第42話 中間考査

「終わったな」

「うん……終わったよ、終わったんだよ」


 ゴールデンウィークが明けて、五月最大のイベントと言える中間考査となった。


 最後のテストをやり終えた美琴の顔には影が差している。


「だからテスト勉強、一緒にやろうって言ったろ」

「えへへ、『オレが妹活初めたら、やって来たのは義妹だった』が凄く面白くて、つい」

  

 テスト前に俺の本棚から持っていった全五巻のラノベだ。確かに一巻からドキドキな展開で一気読みしたくなる小説だが……。


「赤点ぐらいは回避できてんだろ」

「う、う、うぅぅぅ」


 更に顔の影が濃くなる美琴。……駄目なのか?



 そして三日後、明日を土曜日に控えた金曜日にテスト結果が返ってきた。廊下には上位の人達が張り出されているようだが、俺には縁遠い場所であり、隣に座る美琴も似たようなものだ。


「顔色が悪いぞ?」

「…………」

「……大丈夫じゃなさげだな」

「うん……」


 ボソっと美琴が聞き取れないレベルの声で「七十点」と言った。


「一科目でもそんだけ取れればいいじゃん」

「……合計で」

「…………マジ?」

「…………まじぃぃぃ」

「ああ、不味いな……」


 ゴールデンウィークの旅行の終わりに昂ノ月さんから、美琴の事を宜しく頼みますと言われていた。
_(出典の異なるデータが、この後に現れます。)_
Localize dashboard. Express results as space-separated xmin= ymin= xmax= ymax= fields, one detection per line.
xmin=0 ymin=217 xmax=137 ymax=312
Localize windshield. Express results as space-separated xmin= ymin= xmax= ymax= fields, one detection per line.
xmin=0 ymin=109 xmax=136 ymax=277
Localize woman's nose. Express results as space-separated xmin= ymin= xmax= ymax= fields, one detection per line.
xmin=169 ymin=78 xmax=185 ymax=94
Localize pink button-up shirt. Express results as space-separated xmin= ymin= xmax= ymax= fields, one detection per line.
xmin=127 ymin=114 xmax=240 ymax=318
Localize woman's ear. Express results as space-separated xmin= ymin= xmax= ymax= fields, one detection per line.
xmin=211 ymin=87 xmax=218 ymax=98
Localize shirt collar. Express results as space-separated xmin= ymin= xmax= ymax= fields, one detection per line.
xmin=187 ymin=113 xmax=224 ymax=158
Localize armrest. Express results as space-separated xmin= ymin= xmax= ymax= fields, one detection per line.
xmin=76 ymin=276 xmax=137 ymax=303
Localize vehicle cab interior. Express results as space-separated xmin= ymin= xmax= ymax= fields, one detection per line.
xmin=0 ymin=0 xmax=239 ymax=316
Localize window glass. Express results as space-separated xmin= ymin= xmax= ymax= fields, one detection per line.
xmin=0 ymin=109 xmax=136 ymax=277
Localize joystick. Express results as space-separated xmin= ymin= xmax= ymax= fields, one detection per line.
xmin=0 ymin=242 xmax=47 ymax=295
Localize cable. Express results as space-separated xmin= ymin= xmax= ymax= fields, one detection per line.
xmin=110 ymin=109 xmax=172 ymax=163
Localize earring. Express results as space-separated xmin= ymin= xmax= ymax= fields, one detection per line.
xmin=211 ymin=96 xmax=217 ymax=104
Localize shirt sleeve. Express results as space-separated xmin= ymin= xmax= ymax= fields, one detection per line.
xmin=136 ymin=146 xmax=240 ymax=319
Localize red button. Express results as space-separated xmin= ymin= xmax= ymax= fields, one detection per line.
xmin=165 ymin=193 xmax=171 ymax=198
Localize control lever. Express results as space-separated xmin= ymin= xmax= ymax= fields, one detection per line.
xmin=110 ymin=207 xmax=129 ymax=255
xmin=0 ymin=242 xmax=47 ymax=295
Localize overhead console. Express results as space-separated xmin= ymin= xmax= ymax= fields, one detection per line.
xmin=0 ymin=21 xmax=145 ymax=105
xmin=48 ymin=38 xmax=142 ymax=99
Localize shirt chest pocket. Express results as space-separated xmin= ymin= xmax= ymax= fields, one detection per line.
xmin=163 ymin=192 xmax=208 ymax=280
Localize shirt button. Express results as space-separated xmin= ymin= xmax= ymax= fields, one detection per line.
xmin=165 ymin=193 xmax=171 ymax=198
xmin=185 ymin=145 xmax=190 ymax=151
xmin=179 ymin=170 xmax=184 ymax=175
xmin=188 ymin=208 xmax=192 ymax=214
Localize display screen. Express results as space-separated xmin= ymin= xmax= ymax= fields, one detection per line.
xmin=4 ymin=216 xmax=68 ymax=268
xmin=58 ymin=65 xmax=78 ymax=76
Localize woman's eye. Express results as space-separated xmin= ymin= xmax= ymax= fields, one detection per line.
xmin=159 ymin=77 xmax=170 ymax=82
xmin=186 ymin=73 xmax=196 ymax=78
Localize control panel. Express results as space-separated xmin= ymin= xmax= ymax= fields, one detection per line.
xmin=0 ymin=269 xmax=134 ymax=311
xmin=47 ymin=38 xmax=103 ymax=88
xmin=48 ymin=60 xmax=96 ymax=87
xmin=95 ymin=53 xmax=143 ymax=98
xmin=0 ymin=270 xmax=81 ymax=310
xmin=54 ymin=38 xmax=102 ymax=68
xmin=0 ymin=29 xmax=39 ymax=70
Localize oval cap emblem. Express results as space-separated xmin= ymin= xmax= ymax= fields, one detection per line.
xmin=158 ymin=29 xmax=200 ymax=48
 テスト勉強も追い込まれればやるだろうなんて甘かった。人間は大きく分けて三つに分けられる。追い込まれる前にやる奴、追い込まれてからやる奴、そして追い込まれてもやらない奴。


 美琴は確実に三番目だ。いや、部屋の掃除が出来ない事は分かってはいたが、テストは別腹などと甘い考えをしていた。


「追試は月曜日だよな?」

「う、うん」

「今夜から俺が張り付く」

「……う、うん」

「ラノベ禁止、スマホ禁止、とまと禁止ただ!」


 美琴が遊びそうな物は全て禁止だ。


「……ピンピーはいいんだよね?」


 ピンピーってのは、俺があげたピンクのクマだ。


「ピンピーも没収だ!」

「……酷い」

「ひ・ど・く・な・い!」


 グスンと涙を流す美琴だが、追試で赤点はマジでヤバいし、昂ノ月さんに合わせる顔がない。心を鬼にするしかない!



 情けない。


「クシュンッ!」


 ズルズルと鼻をすすりながら、ティシュで鼻をかむ。


 土曜日の朝、起きたら風邪を引いていた。頭がクラクラして、くしゃみ、鼻水、怠さ、寒気と完全に風邪の症状だ。発熱もあるみたいで、起き上がる気力が出てこない。


『おはよー!』


 美琴の元気な声が聞こえて、玄関のドアが開く音がする。


『あれ。倭人くん?』


 寝室のドアが開いて美琴は入ってきた。


「倭人くん?」

「……はよ……ゴホッゴホッ」

「や、倭人くん!」


 美琴が俺のベッドに向かって慌てて駆け寄ってきた。


「……わりぃ、勉強見て……やれなゴホッゴホッ」

「倭人くんッ!」


 ああ、昂ノ月さん、すみません。美琴は追試、終わったかもしれません……。